Oberlin Opera Theater Presents The Marriage of Figaro Nov. 1-5
October 11, 2017
By Erich Burnett
Mozart’s sophisticated comedy regarded among the best operas ever written.
Jonathon Field calls The Marriage of Figaro “the world’s most perfect opera,” which explains why he has directed Mozart’s comedic classic more times than he can count.
Oberlin Opera Theater will present The Marriage of Figaro—or Le Nozze di Figaro in its original Italian—in four performances beginning Wednesday, November 1, at Hall Auditorium, 67 N. Main St.
Field loves the opera in part for its music—which Johannes Brahms once characterized as “a miracle”—and in part for the profound challenge it represents for Field’s young cast.
“The amount of Italian they have to stuff into their brains is amazing,” he says. “It’s a great training exercise for them, and audiences love the beautiful music. Even if they don’t know that they know it, they realize they’ve heard it in baby food commercials and all kinds of other places.”
The opera will be performed by the Oberlin Orchestra, under the direction of Raphael Jiménez.
With a libretto by Mozart’s colorful contemporary Lorenzo Da Ponte, the opera revolves around the wedding day of young servants Figaro and Susanna—and the attempts of their master, Count Almaviva, to bed Susanna in accordance with an arcane law he had previously abolished. As the Count works the angles to his advantage, the young lovers join forces with the Count’s wife Rosina and scheme to foil his plans and restore his love for her.
With this particular production of Figaro, Field found himself gravitating toward an interpretation that is by-the-book—something of a stretch for a director who has been celebrated for applying unique twists to classic stage works.
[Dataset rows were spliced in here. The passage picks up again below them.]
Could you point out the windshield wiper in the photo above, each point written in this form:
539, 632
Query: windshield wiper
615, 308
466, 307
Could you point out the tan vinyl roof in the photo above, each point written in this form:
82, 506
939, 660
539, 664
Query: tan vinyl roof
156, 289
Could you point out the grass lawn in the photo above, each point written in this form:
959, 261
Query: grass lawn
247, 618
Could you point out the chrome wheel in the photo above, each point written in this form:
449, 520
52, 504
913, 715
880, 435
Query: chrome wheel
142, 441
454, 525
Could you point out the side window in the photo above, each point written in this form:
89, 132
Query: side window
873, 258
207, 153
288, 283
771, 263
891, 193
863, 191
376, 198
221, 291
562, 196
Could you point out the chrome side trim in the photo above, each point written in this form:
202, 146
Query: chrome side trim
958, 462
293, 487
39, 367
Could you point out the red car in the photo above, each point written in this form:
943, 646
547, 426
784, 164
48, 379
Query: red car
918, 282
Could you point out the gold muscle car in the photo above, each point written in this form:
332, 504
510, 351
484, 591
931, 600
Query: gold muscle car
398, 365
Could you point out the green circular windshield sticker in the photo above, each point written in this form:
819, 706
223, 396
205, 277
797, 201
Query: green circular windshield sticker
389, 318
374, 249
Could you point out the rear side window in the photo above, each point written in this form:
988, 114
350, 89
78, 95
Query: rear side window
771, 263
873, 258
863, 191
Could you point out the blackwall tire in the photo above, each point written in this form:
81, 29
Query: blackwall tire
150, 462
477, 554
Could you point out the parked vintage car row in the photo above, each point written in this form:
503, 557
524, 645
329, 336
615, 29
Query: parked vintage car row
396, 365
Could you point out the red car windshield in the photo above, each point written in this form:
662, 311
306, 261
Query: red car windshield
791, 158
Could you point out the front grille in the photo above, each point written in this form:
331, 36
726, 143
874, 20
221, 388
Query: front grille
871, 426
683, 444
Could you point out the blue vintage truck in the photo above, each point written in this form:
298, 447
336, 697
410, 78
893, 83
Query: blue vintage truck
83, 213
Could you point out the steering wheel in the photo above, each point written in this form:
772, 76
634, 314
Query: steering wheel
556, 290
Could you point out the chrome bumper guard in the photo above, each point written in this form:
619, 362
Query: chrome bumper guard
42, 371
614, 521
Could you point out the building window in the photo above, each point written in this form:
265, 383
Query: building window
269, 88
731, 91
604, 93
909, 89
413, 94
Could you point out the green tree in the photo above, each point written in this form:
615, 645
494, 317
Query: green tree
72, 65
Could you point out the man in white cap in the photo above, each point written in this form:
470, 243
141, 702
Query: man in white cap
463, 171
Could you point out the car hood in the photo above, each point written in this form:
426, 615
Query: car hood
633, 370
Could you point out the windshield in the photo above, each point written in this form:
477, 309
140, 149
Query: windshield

“I try to get more real each time,” he says, noting how his actors are encouraged to grow into their characters through the music. “If the director could be completely invisible, that’s what I’m looking for this time.”
Sung in Italian with English supertitles, The Marriage of Figaro will be presented in Hall Auditorium at 8 p.m. Wednesday, Friday, and Saturday, November 1, 3, and 4; and at 2 p.m. Sunday, November 5.
Tickets are $10 ($8 for students), available by calling 800-371-0178, visiting oberlin.edu/artsguide, or by stopping by Oberlin’s Central Ticket Service (in the Hall Auditorium lobby) weekdays from noon-5 p.m. Subscription packages, which include discounted tickets for Figaro and Oberlin’s spring opera, Benjamin Britten’s The Turn of the Screw, are also available.